A person can test positive for the antibody only even so non have the disease, Spencer said. Testing positive for the antibiotic means that a person has been infected with Grand. leprae, only it is not a good indicator of disease progression. The best way to diagnose the disease is through clinical signs and symptoms, including pare lesions, loss of sensation and nerve damage, pain and inflammation.
Survey sought answers virtually contact with armadillos
The research team, which also included scientists from Switzerland and holland as well as three universities in Brazil, surveyed 146 people living in the boondocks of Belterra. Scientists asked questions about the extent of contact with armadillos: Did they hunt or kill the animals, handle armadillo meat, or eat the meat?
What they institute was amazing, said Spencer:
- 65 pct of people surveyed had some contact with armadillos
- 65 percent were involved in either cleaning the meat or preparing it for cooking, and
- 65 percent also ate armadillo meat at least once a year.
More than 18 percent, or 27 people, identified themselves as hunters.
The researchers analyzed blood samples from people, as well as tissue samples from the liver and spleen of the animals killed by the hunters, for evidence of infection with M. leprae. People participating in the written report likewise received a gratuitous exam past experienced leprosy clinicians, and those diagnosed with the affliction received free treatment from a local wellness clinic.
Scientists found a positive antibody test in 63 per centum of the people who took part in the survey. The team did not find much of a difference between people who ate or did non eat armadillo meat, and Spencer said there was not a major departure betwixt people who cleaned the animals and prepared the meat or non, or in those who hunted or did not chase the mammals.
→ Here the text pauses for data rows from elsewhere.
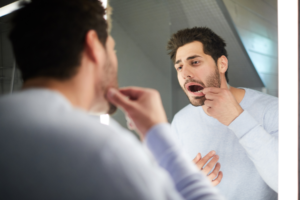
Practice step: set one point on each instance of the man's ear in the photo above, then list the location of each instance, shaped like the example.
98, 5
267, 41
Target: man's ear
94, 49
222, 64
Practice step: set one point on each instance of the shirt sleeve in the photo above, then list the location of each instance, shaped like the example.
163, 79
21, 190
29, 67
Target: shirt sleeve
188, 180
261, 145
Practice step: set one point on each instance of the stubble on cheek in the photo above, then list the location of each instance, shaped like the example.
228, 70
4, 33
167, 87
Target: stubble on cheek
212, 81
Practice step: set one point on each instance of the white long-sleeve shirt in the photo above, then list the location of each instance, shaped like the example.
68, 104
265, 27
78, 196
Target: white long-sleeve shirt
248, 147
50, 150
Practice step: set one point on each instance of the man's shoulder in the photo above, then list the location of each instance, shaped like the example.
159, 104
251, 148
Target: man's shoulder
52, 117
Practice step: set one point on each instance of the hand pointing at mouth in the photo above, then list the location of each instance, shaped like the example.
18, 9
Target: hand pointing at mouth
221, 104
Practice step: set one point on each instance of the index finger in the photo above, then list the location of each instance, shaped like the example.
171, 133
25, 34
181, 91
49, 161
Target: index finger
132, 92
212, 90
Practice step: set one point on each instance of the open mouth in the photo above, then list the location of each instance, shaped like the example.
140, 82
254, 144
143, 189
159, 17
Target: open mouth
194, 87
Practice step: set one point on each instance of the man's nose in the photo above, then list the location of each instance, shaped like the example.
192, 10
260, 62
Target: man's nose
187, 72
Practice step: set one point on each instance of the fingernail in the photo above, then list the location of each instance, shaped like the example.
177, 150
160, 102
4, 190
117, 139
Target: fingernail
111, 92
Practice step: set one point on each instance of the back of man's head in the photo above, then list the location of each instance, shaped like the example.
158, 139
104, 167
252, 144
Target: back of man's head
48, 36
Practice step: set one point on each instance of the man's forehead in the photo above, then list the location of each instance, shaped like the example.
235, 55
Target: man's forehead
193, 48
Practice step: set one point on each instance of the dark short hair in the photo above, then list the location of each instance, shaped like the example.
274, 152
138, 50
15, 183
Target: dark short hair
213, 44
48, 36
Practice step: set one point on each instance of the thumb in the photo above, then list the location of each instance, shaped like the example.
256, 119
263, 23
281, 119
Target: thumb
118, 99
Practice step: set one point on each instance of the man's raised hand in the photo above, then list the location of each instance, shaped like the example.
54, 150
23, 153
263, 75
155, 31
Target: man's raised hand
221, 104
142, 106
216, 175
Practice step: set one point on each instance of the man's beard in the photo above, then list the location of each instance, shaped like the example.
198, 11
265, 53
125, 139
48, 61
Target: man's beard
212, 81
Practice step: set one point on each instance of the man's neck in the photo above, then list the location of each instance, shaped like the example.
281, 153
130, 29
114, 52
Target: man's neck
69, 89
236, 92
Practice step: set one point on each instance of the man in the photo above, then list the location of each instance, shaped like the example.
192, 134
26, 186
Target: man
238, 124
49, 146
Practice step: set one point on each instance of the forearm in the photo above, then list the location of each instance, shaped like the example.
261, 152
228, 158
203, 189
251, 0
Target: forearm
190, 183
261, 146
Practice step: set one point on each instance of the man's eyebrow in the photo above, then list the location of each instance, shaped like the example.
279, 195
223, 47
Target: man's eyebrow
189, 58
192, 57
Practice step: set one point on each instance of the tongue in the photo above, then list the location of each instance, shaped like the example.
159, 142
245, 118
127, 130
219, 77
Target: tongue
195, 88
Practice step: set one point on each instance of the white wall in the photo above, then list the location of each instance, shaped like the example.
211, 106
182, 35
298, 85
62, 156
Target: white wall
136, 69
256, 23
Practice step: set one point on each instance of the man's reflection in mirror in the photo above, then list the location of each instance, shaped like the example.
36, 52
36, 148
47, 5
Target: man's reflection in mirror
230, 133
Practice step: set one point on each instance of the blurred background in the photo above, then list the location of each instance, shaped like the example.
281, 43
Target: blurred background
142, 28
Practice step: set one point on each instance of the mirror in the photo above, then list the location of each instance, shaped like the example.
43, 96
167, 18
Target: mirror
142, 29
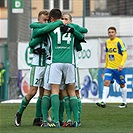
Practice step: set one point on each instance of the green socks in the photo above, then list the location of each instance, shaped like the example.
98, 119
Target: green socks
67, 107
45, 107
61, 110
23, 105
38, 108
74, 107
55, 103
79, 109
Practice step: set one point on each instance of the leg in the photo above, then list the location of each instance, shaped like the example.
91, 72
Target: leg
24, 104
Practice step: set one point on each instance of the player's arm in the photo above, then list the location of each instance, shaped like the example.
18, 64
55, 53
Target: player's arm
106, 58
50, 27
34, 42
38, 25
124, 57
80, 29
77, 45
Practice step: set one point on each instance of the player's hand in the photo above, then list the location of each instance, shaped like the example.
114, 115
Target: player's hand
120, 68
66, 29
64, 22
83, 40
39, 51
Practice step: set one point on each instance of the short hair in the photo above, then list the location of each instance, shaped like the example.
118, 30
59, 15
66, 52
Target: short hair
43, 12
55, 13
70, 16
112, 28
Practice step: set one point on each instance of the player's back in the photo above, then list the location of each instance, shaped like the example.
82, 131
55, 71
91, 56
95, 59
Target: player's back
61, 46
114, 49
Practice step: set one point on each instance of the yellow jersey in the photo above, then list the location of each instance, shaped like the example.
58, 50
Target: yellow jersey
115, 53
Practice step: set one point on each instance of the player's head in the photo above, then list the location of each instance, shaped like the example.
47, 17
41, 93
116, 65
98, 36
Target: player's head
43, 17
112, 32
67, 17
55, 14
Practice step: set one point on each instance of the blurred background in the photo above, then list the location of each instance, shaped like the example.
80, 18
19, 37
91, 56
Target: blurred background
95, 15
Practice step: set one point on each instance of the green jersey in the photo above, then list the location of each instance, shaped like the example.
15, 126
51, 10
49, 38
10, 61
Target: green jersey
61, 46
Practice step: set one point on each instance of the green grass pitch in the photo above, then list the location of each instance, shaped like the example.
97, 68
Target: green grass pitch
94, 120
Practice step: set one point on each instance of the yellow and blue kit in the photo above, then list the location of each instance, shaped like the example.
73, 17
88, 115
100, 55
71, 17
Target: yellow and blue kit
116, 56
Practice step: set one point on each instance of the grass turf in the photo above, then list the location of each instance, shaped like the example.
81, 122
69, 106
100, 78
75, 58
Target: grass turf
94, 120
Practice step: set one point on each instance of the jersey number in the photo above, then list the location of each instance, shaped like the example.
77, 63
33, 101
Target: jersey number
66, 37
Greater hazard with more consumption
Just the most startling finding was in people who ate armadillo meat frequently — more than one time a month and, in some cases, twice a week. The strength of the antibody in these individuals was 50 percent higher than the other groups.
"Overall, they had a lot of gamble factors, and a lot more than exposure to armadillos than other people in the group," said Spencer.
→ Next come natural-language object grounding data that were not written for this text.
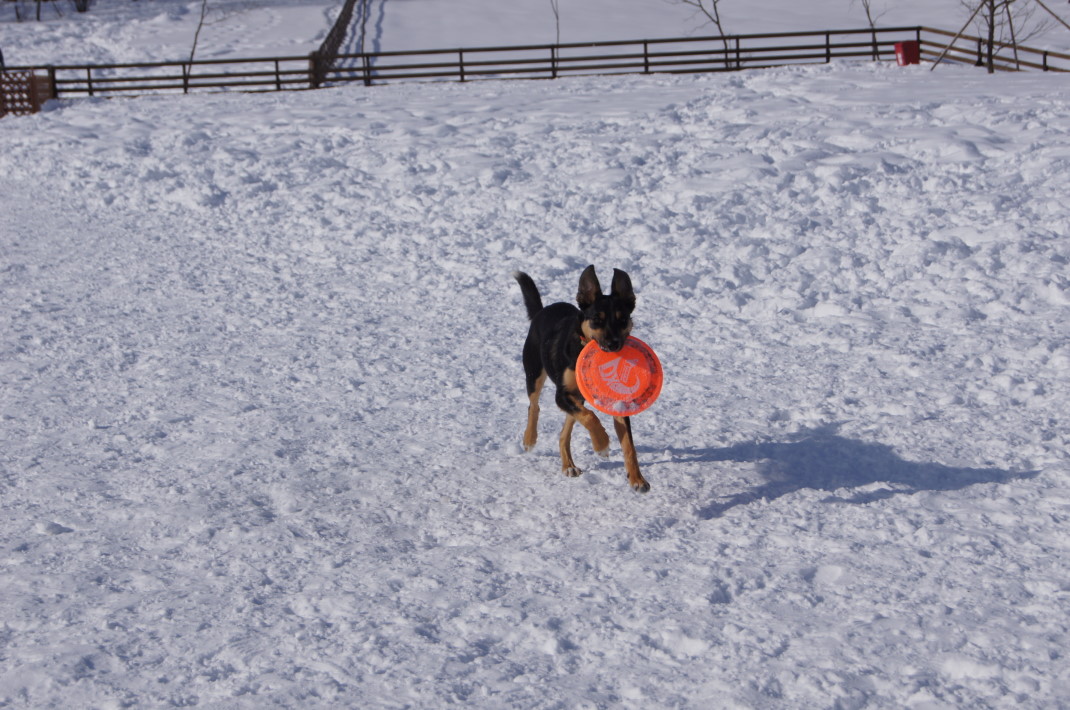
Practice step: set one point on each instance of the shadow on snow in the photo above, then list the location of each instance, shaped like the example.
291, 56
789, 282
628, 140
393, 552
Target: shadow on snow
821, 460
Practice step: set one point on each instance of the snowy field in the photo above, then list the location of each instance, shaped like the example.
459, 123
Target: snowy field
262, 399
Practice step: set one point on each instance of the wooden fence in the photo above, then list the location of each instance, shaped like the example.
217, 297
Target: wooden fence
689, 55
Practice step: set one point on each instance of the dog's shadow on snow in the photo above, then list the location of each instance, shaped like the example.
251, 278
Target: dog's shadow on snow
822, 460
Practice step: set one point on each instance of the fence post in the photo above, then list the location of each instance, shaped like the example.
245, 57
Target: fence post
315, 70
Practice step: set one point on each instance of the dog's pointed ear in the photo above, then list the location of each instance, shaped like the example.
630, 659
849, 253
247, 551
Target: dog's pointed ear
590, 289
622, 288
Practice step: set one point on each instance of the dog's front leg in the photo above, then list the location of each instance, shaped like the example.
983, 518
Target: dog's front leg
623, 427
567, 465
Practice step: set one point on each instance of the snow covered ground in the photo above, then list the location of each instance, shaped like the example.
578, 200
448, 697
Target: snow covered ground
262, 400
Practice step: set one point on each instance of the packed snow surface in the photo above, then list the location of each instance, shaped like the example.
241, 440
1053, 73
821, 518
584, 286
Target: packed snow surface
262, 399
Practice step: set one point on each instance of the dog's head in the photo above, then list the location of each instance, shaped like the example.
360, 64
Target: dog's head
607, 319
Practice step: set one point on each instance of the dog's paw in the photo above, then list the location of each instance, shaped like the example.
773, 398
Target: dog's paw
640, 485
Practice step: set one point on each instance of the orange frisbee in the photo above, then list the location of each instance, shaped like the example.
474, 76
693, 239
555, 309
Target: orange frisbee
622, 383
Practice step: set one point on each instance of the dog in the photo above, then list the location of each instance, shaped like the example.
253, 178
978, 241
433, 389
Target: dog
556, 335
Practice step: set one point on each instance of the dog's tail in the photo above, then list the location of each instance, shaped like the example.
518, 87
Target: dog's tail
532, 301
What the squad found makes educating the public — in Brazil, the U.Due south. and around the globe — extremely important, he added.
"You can become diseases from eating all kinds of food," he said. "Millions of people eat sushi every mean solar day. Practice people retrieve well-nigh putting raw fish in their mouth?"
Similarly, with leprosy circulating from humans to animals (and the reverse), if you're going to eat armadillo, take precautions. Spencer recommends wearing gloves when cleaning the carcass, and make sure to cook the meat until it is well-washed.
"Your risk of picking upwards the disease from eating well-cooked meat is about zero," he said.
The inquiry team is following up this report past sequencing the genome of this strain of M. leprae to acquire more about what blazon of infection is circulating and how it might differ from strains plant in the U.S. and elsewhere.
Co-authors of this study include scientists and clinicians from Colorado State University (Mary Jackson, John Belisle and Mercedes Gonzalez-Juarrero), École Polytechnique Fédérale de Lausanne in Switzerland (Stewart Cole and Charlotte Avanzi), Leiden University Medical Eye in the Netherlands (Annemiek Geluk), Federal Academy of Pará, Belém, in Brazil (Claudio Salgado, Josafá Barreto and Moises Batista da Silva), Universidade Federal do Oeste practise Pará, Santarém in Brazil (Antonio Minervino) and the University of São Paulo Medical School in Ribeirão Preto, Brazil (Marco Andrey Cipriani Frade).